Secure Embedded Systems at Virginia Tech researches the design and implementation of secure hardware design.
Standardizing crypto evaluations, benchmarks
When evaluating cryptographic algorithms, security is paramount, but speed is also important. A fast, secure algorithm is better than a slow, and equally secure one.
The problem in evaluating the performance of cryptographic hardware and software is a lack of consistent benchmarks, according to Patrick Schaumont, director of the Secure Embedded Systems Laboratory.
Schaumont and Leyla Nazhandali have received a three-year, $544,257 grant from the National Institute of Standards and Technology (NIST) to provide a consistent system for evaluating cryptographic algorithms in both hardware and software. They are members of a multi-university team that includes George Mason University and the University of Illinois at Chicago.
“Typically cryptographic algorithms have been standardized after an open competition overseen by a government agency,” explained Schaumont.

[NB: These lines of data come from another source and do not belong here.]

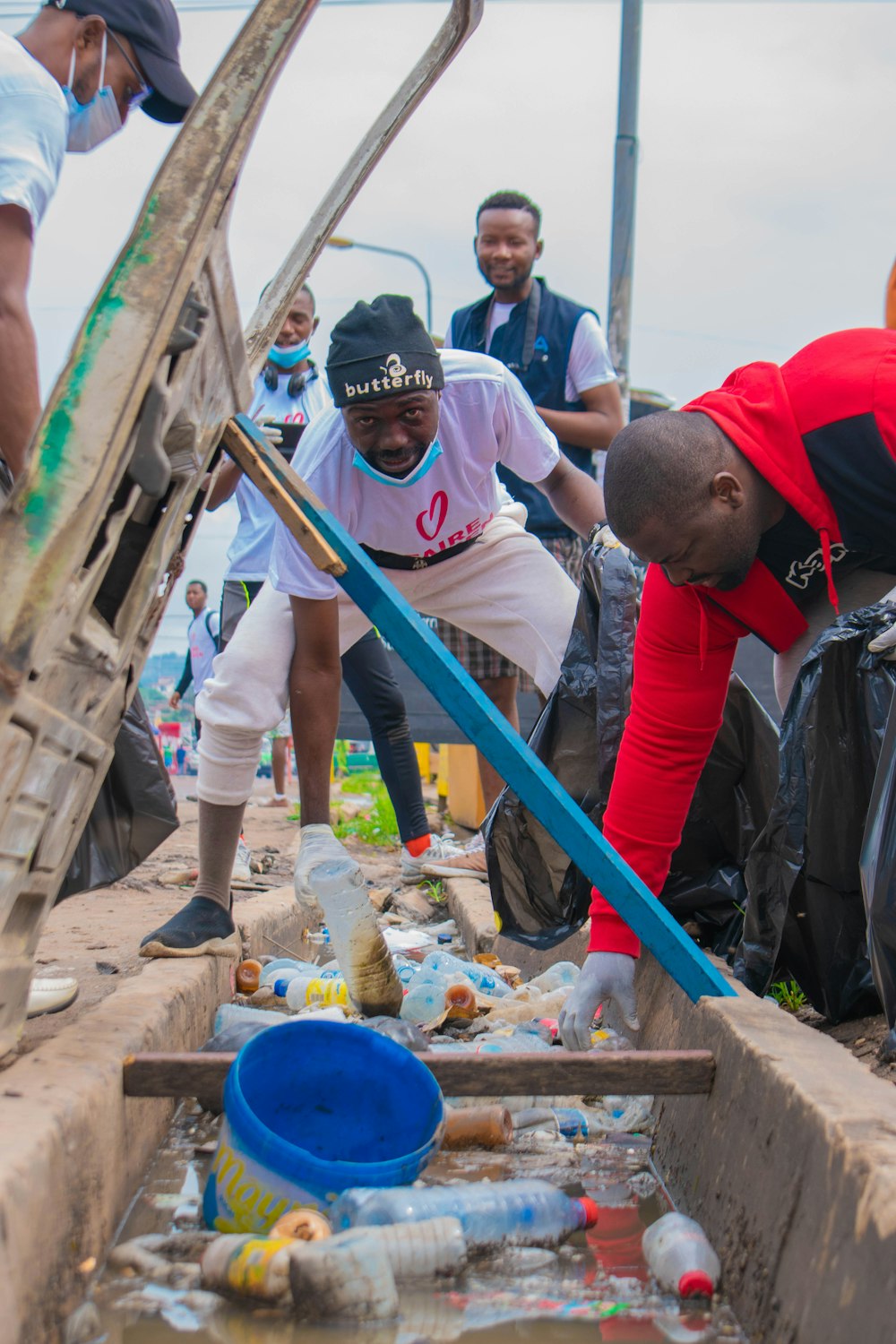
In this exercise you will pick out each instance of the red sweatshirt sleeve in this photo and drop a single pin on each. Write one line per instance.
(677, 701)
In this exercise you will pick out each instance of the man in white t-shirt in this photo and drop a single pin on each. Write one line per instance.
(557, 351)
(406, 461)
(202, 645)
(66, 82)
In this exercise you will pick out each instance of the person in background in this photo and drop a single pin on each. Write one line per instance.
(67, 82)
(405, 460)
(766, 505)
(890, 301)
(557, 351)
(202, 640)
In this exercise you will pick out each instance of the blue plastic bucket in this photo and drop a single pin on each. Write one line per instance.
(312, 1109)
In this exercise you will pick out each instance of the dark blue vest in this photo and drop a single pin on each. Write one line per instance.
(544, 381)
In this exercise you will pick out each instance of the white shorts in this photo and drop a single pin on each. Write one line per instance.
(505, 589)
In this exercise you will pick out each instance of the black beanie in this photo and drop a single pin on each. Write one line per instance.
(381, 349)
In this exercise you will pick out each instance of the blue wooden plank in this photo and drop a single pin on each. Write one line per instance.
(511, 757)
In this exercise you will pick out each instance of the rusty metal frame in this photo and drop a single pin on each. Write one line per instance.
(93, 535)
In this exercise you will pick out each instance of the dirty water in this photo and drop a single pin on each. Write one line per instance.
(594, 1288)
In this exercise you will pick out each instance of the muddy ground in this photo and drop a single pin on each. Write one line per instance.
(96, 935)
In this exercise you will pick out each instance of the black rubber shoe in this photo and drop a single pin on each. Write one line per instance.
(201, 929)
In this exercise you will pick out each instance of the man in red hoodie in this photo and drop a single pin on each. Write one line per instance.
(767, 505)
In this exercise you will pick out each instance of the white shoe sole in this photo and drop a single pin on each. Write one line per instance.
(228, 946)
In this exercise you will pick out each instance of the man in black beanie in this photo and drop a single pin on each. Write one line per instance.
(406, 461)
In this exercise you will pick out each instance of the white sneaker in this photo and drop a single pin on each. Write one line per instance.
(242, 873)
(51, 994)
(441, 847)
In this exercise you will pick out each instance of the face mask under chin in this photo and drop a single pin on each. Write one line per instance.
(90, 123)
(425, 464)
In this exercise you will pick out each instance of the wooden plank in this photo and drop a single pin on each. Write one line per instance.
(282, 489)
(557, 1073)
(505, 749)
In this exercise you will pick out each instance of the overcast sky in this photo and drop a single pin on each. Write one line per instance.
(766, 188)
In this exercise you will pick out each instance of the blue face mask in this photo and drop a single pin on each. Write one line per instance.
(287, 357)
(90, 123)
(427, 461)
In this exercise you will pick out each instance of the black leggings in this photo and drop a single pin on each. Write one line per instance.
(367, 674)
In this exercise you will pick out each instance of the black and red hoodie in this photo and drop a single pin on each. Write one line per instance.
(823, 432)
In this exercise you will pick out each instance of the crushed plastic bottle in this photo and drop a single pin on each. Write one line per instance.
(343, 1279)
(365, 959)
(249, 1266)
(481, 976)
(680, 1255)
(477, 1126)
(513, 1212)
(303, 992)
(555, 978)
(425, 997)
(247, 976)
(460, 1002)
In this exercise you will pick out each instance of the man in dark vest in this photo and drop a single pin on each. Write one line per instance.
(559, 354)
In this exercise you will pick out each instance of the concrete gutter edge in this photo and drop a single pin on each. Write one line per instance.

The benchmarks focus on software performance on personal computers and are not sufficient to predict speed and power usage on DSPs or FPGAs, or even custom-design ASICs, he added.
The Virginia Tech team will lead the benchmarking methods for performance of cryptography when implemented as an ASIC. Schaumont will also advise the team at the University of Illinois that will work on cryptographic software performance on small microprocessors and computers.
The resulting evaluation process will allow users to profile their hardware designs in a comprehensive process that covers FPGA as well as ASIC. An important driver application for this project on the short term is the ongoing competition organized by NIST to define SHA-3, the next-generation hash standard.